Spatial Regression Discontinuity Design Setup

Introduction

The current gold standard for testing the efficacy of an intervention/program/procedure requires this randomisation of participants to treatment and control. The following video by J-PAL gives a simple explanation of why this may be the case.

In many cases, randomisation to some program is not feasible. There may be political issues, information leaks and other real world problems that affect the conclusions that can be drawn. There are also number of theoretical critiques for randomised controlled trials.

Regression Discontinuity

Sometimes it is possible to exploit the sharp discontinuity in program application to see what the effect of the program is at the discontinuity. The key intuition is that at the a priori selected discontinuity, in a small window on either side of the discontinuity, the observations are essentially similar except for the treatment. For example, Ellen, Horn & Schwartz (2016) test the effect of residential location choices of households, whose oldest child becomes eligible for kindergarten. To do this, they focus on voucher receiving households whose oldest child just met the kindergarten eligibility cut-off date and those who missed the cut-off. The rating variable in this case is age in years by Sep 1 (or some other date) and cut-point is 5 years. Because the cut-off is determined independent of the participants in the program and by looking at the effect of vouchers in a local neighborhood around the cut-off, they determined the effect of vouchers on residential mobility.

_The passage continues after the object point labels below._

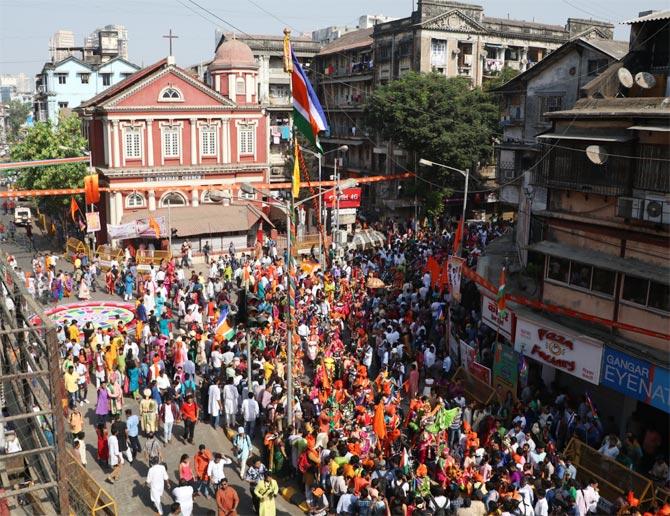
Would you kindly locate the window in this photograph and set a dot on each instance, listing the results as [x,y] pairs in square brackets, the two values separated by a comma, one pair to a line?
[247,143]
[551,103]
[646,293]
[558,269]
[133,143]
[240,86]
[596,66]
[170,94]
[173,199]
[172,142]
[135,200]
[581,275]
[208,141]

There are multiple ways to conceptualise this design; 1) Discontinuity at the cut-point 2) local randomization at the cut-point. See below images for visualisation. In particular, please pay attention to the boxes around the cut-off that symblolise local neighborhood.

Before After Images adapted from Jacob et. al (2012)

Spatial Regression Discontinuity

It is relatively straightforward to construct a regression discontinuity when the rating variable is on a real line and cut-point is a point on that line, due to fact that real numbers is a totally ordered set, in particular, the comparability property w.r.t. \(\lt\) holds. However, it is often the case that the discontinuity is a spatial one.

For example, a subsidy for rooftop solar is implemented by a city within its jurisdiction, and we want to test if the subsidy increased the adoption of rooftop solar. The idea is parcels and households on both sides of the edge of the jurisdictions are similar and the key difference is the eligibility to the subsidy and therefore comparing the adoption rates among those households will help us identify if the subsidy has any effect.

Another example could be the effect of minimum wage regulation on employment levels as studied by Dube, Lester and Reich (2010). They do not employ a regression discontinuity design, but a matching design, but the intuition still applies. Counties at the state borders are likely to be similar and state policy on minimum wage is the only differentiator and differences in employment trends among these subset of counties (at the border) are an estimate of whether minimum wage policies reduce employment levels or not.

Similar design for testing the effect of Clean Cities Coalition (CCC) program on air quality and number of alternative fueling stations in counties within and outside the coalition boundaries can be found in Qiu and Kaza (2016). In this study, we not only use the spatial discontinuity of the boundaries but also the temporal discontinuity of when the CCC came into existence.

Illustration of research design in Qiu & Kaza (2016)

There are some key differences between standard regression discontinuity and the spatial version. See Keele and Titiunik (2015). They are 1) different measures of distance from the cutoffs may require different identification assumptions 2) Compound treatments 3) Boundary points at the cut-off have different interpretation.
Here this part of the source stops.